Mitch’s particular type of relentless awkwardness is a familiar trope in modern sitcoms – think Liz Lemon in 30 Rock or Jessica Day in New Girl – and I’ll be curious to see if there’s something darker behind it or if she’s simply awkward because the show needs her to be. Let me be clear though: Hayley Sproull gives a fantastic performance as Mitch, conveying her frantic exasperation at this suffocating small town where everyone knows that she’s the type to “freak out and bail in a way that’s ultimately self-destructive”.

Kimberley Crossman is also wonderful as ebullient bartender Lisa. Her solemn “I have a very light step” as she startles Mitch by appearing out of nowhere is brilliantly delivered. Madeleine Sami is great fun as Claire, an abrupt, sensibly-dressed local who sincerely greets Tama’s cardboard cutout with “Kia ora, Tama… beautiful man,” followed by a curt “Kia ora…Tama’s sister?” to a hapless Mitch.

Erana James as younger sister Kahu has a chill gravitas that’s a great contrast with the more jumpy Mitch, and Alison Bruce and Rima Te Wiata attack their roles as the siblings’ lesbian mothers with brisk maternal vigour.

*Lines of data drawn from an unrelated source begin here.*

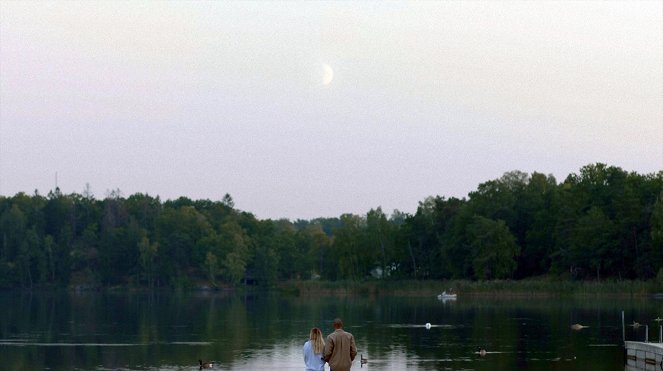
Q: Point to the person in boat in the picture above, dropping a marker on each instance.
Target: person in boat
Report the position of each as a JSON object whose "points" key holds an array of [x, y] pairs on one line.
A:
{"points": [[313, 351], [340, 349]]}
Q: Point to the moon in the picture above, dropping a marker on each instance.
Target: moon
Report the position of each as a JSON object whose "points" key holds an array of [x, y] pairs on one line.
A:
{"points": [[328, 74]]}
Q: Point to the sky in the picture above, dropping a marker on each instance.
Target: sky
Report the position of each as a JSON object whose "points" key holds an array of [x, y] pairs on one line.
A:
{"points": [[314, 109]]}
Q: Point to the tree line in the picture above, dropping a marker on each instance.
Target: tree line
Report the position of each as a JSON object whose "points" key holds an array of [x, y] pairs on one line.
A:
{"points": [[602, 222]]}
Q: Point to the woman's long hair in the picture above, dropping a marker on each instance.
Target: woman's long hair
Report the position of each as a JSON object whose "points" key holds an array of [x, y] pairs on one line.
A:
{"points": [[316, 340]]}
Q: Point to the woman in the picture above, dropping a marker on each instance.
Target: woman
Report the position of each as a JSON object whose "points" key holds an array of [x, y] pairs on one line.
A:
{"points": [[313, 350]]}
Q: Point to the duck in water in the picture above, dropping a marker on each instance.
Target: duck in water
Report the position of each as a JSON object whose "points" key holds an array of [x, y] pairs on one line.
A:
{"points": [[204, 365]]}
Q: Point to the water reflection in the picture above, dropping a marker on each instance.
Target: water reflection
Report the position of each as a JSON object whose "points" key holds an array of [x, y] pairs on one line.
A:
{"points": [[170, 331]]}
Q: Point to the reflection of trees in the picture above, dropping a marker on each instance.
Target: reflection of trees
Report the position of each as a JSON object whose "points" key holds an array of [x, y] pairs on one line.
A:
{"points": [[240, 327]]}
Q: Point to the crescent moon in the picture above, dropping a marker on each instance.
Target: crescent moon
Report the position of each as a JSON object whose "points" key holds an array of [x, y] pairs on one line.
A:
{"points": [[328, 74]]}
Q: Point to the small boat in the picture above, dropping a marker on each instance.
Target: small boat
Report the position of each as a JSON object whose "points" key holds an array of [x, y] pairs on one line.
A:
{"points": [[446, 296], [578, 327]]}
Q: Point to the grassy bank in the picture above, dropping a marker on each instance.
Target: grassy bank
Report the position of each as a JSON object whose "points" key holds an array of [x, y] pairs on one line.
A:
{"points": [[525, 288]]}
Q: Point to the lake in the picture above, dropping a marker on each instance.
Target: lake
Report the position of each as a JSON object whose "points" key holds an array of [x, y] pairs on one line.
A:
{"points": [[264, 330]]}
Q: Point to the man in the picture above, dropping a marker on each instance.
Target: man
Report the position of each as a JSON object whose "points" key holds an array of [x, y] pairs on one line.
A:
{"points": [[340, 349]]}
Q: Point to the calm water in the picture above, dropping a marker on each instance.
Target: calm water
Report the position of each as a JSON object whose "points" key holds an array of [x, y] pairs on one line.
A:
{"points": [[168, 331]]}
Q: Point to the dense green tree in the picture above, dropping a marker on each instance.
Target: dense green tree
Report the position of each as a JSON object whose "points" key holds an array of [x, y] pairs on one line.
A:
{"points": [[494, 248]]}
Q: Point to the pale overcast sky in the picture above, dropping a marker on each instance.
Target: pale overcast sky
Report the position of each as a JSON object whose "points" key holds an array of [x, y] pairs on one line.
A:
{"points": [[200, 99]]}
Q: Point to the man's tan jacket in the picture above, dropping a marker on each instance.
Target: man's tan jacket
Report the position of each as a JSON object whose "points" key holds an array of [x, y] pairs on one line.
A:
{"points": [[340, 350]]}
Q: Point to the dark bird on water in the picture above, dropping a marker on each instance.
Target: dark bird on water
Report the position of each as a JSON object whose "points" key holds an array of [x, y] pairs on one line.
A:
{"points": [[205, 364]]}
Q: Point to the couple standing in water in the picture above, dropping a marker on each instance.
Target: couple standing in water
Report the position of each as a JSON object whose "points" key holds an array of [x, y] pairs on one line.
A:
{"points": [[339, 350]]}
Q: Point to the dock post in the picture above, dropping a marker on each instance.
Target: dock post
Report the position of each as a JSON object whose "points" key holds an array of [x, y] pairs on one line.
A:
{"points": [[623, 328], [646, 333]]}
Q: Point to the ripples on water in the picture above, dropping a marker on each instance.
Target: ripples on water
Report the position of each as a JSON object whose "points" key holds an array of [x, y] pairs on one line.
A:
{"points": [[171, 332]]}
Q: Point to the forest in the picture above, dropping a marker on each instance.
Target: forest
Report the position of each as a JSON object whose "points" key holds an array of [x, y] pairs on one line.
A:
{"points": [[600, 223]]}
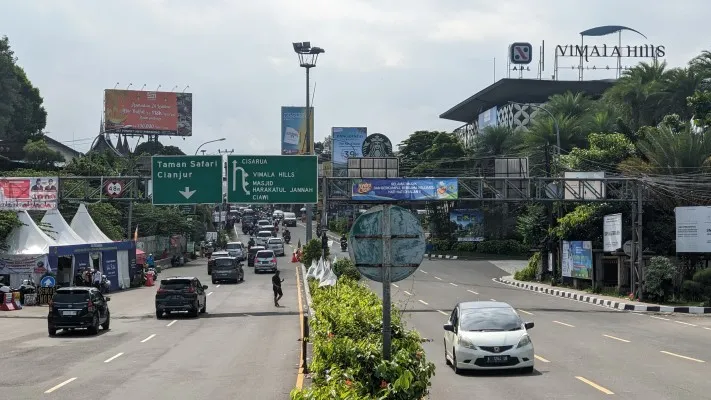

After Te Wiata cheerfully suggests “four very well-done steaks” for dinner and Bruce sternly refers to a mismatched mug collection as the children’s inheritance, their attempts at what Mitch refers to as “passionate, problematic sex” feel believable and earned.

Golden Boy can be very broad – it is a sitcom – but there’s an inherent cheerfulness to it, and that energy is massively appealing and really propels the show forwards. The jokes are rapid-fire, and those that land a little heavier are still delivered enthusiastically, while those that are good are genuinely hilarious. The characters, their costumes, their props, and the sets they inhabit feel admirably lived-in and comfortable, as if this could be any week in the life of Crawdon and we just happen to be witnessing it.

Many great TV shows have patchy pilots. Some, like Parks and Recreation or Blackadder, take an entire maddening first season before they settle into themselves. Golden Boy, however, is already off to a remarkably confident start. This show is replete with talent on both sides of the camera and I’m sure it’s only going to get even stronger as the series unfolds.

The concept of a local kid who did good is a solid starting point for a series. Indeed, what are anyof us in small towns doing but waiting for the day when we can claim some peripheral connection to a mighty All Black? Knowing someone great walked barefoot down that same muddy road to school as you, knowing there’s a world beyond the horizon if you’re built like a fridge and can move like a greased fridge, feeling that shared pride, warmed by the light of their glory… or at least, that’s how I imagine it since, aside from the bare thighs, rugby’s appeal remains a mystery to me.

Unlike the countless, often interchangeable sitcoms emerging annually from the US, New Zealand comedies always seem weighted with responsibility and patriotic anticipation, much like a young All Black. The wonderful thing about Golden Boy is that it has what it takes to be good in its own right – not just good for something from a small place.